Once your tomato paste is nicely caramelized, use a fine mesh strainer and sprinkle some flour into the bottom of the skillet and stir it around for a couple of minutes.
The flour will help add body to the braised pork recipe and slightly cooking it first will take away the raw taste of the flour.
Now we are starting to add some of the “wet” for the braising process of this Boston butt roast recipe. I recommend a full body red, like a cabernet sauvignon or a pinot noir.
Are you starting to get a better idea of just how wonderful this braised pork recipe is going to taste?!
Finally, we are going to add some beef broth, a couple of bay leaves, and some parsley to enhance the braising process of this pork shoulder.
Now, the only thing left to do is cover the pot, place it in the oven and then wait.
This braised pork recipe is part of a recent night of cooking at our house in town which also included a fried cabbage with bacon side dish and German potato dumplings. May I just say that all three of these recipes get along quite nicely.

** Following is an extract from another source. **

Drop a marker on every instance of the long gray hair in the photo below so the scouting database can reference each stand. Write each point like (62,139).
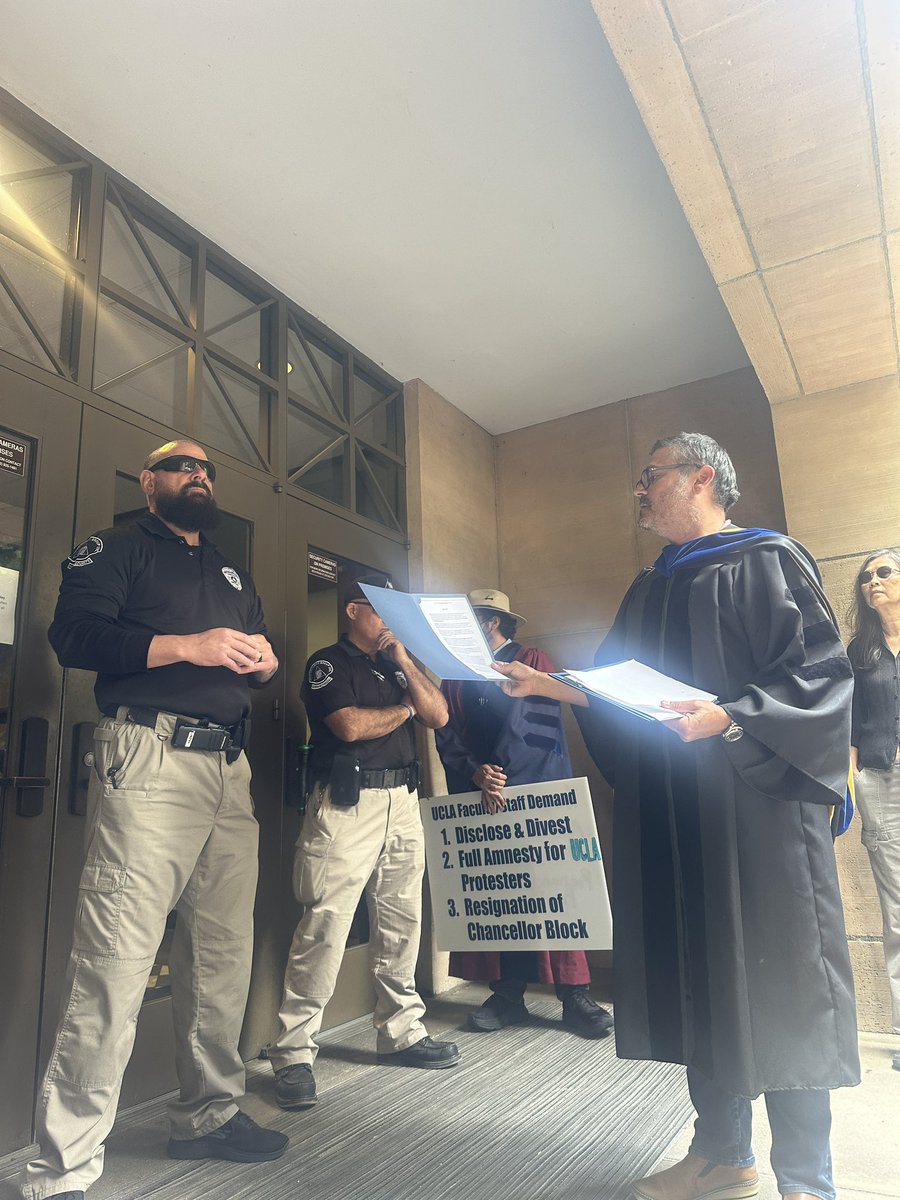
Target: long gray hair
(864,621)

Try this pork dinner soon. It’s perfect for fall, and your family will love it.
If you have any concerns about leftovers from this savory pork dinner, I suggest using them for a pot pie meal later in the week. We did not have that luxury!
More succulent braising recipes for you to fall in love with
Braised Pork Shoulder from Platter Talk
- 2.5 lbs Pork shoulder
- 2 tbsp Olive oil
- 2 tbsp Butter
- 1 Onion chopped
- 2 stalks Celery chopped
- 1 Carrot chopped
- 6 cloves Garlic chopped
- 1 tbsp Kosher salt
- fresh ground black pepper
- 3 tbsp Tomato paste
- 2 tbsp Flour
- 1 cup Red wine
- 2 cups Beef broth low sodium
- 1 bunch Parsley tied
- 2 Bay leaves
- Preheat oven to 350° F. Cut pork shoulder into five or six large chunks. Heat olive oil and butter in a large Dutch oven, over medium-high setting. Working in batches, sear the pork chunks on all sides until they have a light golden-brown crust. Remove pork and set aside.
- Reduce heat to medium and add onion, celery, and carrot. Sweat the mirepoix for about five minutes until soft. Add garlic and cook for another minute. Stir in salt and pepper.
- Stir in the tomato paste and cook for a couple of minutes until it starts to brown slightly. Then, sprinkle the flour in the pan and cook it for a couple of minutes as well. Add the red wine and cook to reduce slightly. Return the pork chunks to the Dutch oven.
- Add enough beef broth until it reaches the top of the pork but does not cover it. Add parsley and bay leaves, cover the Dutch oven and place in oven for three hours or until fork tender. Allow the meat to rest for five minutes and then serve.